Son birkaç haftadır kentlere duyduğum sevgi, “çizgi roman” okuma ilgimle birleşti. Ankara’da Dost Kitabevi ile kurduğum ilişkiyi burada Barnes&Noble’un Georgetown’daki şubesiyle kurduğum için boş anlarımda kendimi buraya atıyorum. Kitabevleri ve kütüphaneler benim açımdan dünyadaki tapınaklar… Eğer hayatta geçim sıkıntısı derdim olmasa ve kitapçılara ömrünü adayacak rahibe alımı yapılsa idi herhalde gönüllü olurdum. Ancak maalesef Barnes&Noble gibi tapınaklar için cebinizde para bulunması gerekiyor ve gönlünüzdeki okuma aşkı pek de kimseyi ilgilendirmiyor.

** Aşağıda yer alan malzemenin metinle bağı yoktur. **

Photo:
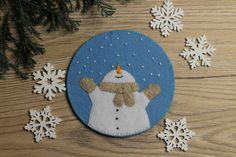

Her neyse geçtiğimiz haftalarda Barnes&Noble’daki raflar arasında yine kitaplara bakınırken, çizgi roman bölümünde “Berlin City of Stones” adlı kitabı gördüm. Doğduğum ülkeye başkentlik eden ancak ortasındaki duvar yıkıldığından beri görmediğim Berlin’e gitme istediğim ile çizgi roman merakım bana bu kitabı satın aldırdı. Berlin’in İkinci Dünya Savaşı öncesinde Nazi ülkesine dönüşme sürecini anlatan çizgi roman, politik cephelere bölünmüş insanlardaki çelişkili düşünceleri, sadece politik değil cinsel tercihlere de uygulanan baskıyı gözler önüne sermesiyle beni etkiledi. Berlin'in, 1989'da yıkılan duvarını yaratan koşulların nasıl ortaya çıktığını akıcı ve görsel bir anlatımla aktaran kitap, Hitler'in ülkesine dönüşen Almanya'yı anlamamda bir adım oldu.



Jason Lutes’in benim maalesef Türkiye’de hiç duymadığım ünlü Berlin serisini topladığı bu ilk kitabını bitirir bitirmez hemen ikinci cildi olan “Berlin City of Smoke” için kitapçıya gittim. Dün gece ikinci cildi bitirince artık kendimi Jason Lutes hayranı olarak adlandırdım. Berlin’deki tarihi kamplaşmayı, çizgi roman olması nedeniyle hiç de sıkmadan anlatan kitaplar, içimdeki Berlin yolculuğu hevesini kamçıladı.

Unutmadan belirteyim ki Lutes’in Berlin kitapları, İngilizce öğrenme adına yaşadığım Amerika macerasını anlamlı kıldı. Ben biliyorumki geç de olsa “Berlin City of Stones” ve “Berlin City of Smoke” gibi kitapları keşfetmek ve okuyabilmek için çabalıyorum.